Le Crous de Bordeaux-Aquitaine va-t-il respecter la loi et jouer son rôle dans la transition écologique en développant son offre végétarienne ? Ce sont 740 000 étudiants qui ont quotidiennement accès aux points de restauration universitaire du Crous.

Or, en mangeant davantage végétal, un Français moyen peut diminuer ses émissions de gaz à effet de serre de 14%. Un chiffre important si on considère l’urgence de décarboner nos modes de vie. Un potentiel de réduction considérable de l’empreinte carbone du Crous réside donc dans une végétalisation des menus de ses restaurants.

En plus d’avoir une empreinte carbone très basse, l’alimentation végétale permet de préserver les terres agricoles : une étude de l’ADEME montre que chaque personne qui mange davantage végétal divise par 5 la surface agricole nécessaire à son alimentation.

Pour toutes ces raisons, des dizaines de milliers de scientifiques et le GIEC voient dans la végétalisation de notre alimentation une opportunité majeure de réduction de notre empreinte environnementale.

« Il est difficile aujourd’hui d’avoir accès à une alimentation végétarienne équilibrée au Crous »

Nous, 75 universitaires et 7 associations étudiantes de Bordeaux et sa région, constatons qu’il est difficile aujourd’hui d’avoir accès à une alimentation végétarienne équilibrée au Crous : tous les restaurants universitaires (RU) ne proposent pas une option végétarienne quotidienne, et quand elle existe, celle-ci n’est pas suffisamment mise en avant et travaillée.
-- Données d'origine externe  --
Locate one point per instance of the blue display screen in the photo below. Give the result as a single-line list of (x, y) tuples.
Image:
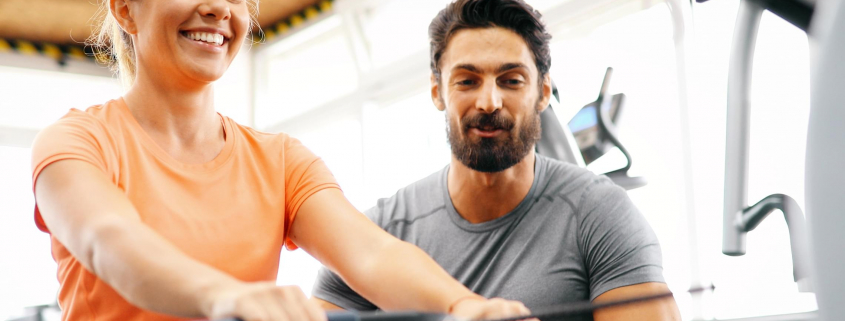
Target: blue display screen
[(585, 118)]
Dans la majorité des RU de Bordeaux-Aquitaine :

– Les plats ne sont conçus pour être nourrissants et équilibrés qu’à condition d’être accompagnés de viande ou de poisson, ou d’œufs et de produits laitiers. Les protéines végétales (notamment les
légumineuses) ne sont pas assez utilisées ;

– L’existence d’une offre végétarienne n’est pas signalée de façon assez claire aux convives, et perd ainsi en attractivité ;

– Les plats à base de protéines végétales proposés ne sont pas encore assez appétissants et attirants aux yeux des consommateurs ;

– En cafétéria, les sandwichs non carnés proposés sont exclusivement au fromage, dont l’impact carbone est élevé, et ne permettent pas une alimentation variée au fil des jours.

Ainsi, le fonctionnement actuel ne permet pas à la masse des usagers d’envisager de consommer régulièrement un plat à base de protéines végétales.

À Rennes, la moitié des étudiants mangent végé

Or depuis le 1er janvier 2023, tous les points de restauration des Crous sont tenus par la loi Climat et Résilience de proposer une option végétarienne quotidienne complète.

Certains Crous montrent déjà l’exemple : l’option végétarienne quotidienne est présente dans tous les restaurants des Crous de Montpellier et de Lyon. Le Crous de Rennes propose quant à lui deux options végétariennes quotidiennes prises par 50% des étudiants !

Affronter la crise écologique actuelle nécessite non seulement l’implication des citoyens à l’échelle individuelle, mais aussi et surtout celle des institutions et des collectivités. L’objectif de cette proposition est d’impulser une évolution des RU du Crous de Bordeaux Aquitaine afin qu’ils diminuent leur impact écologique et qu’ils favorisent la prise de conscience ainsi que l’implication de leurs usagers.

Nous rappelons les points saillants de l’incidence de l’alimentation, notamment carnée, sur le réchauffement climatique et la biodiversité.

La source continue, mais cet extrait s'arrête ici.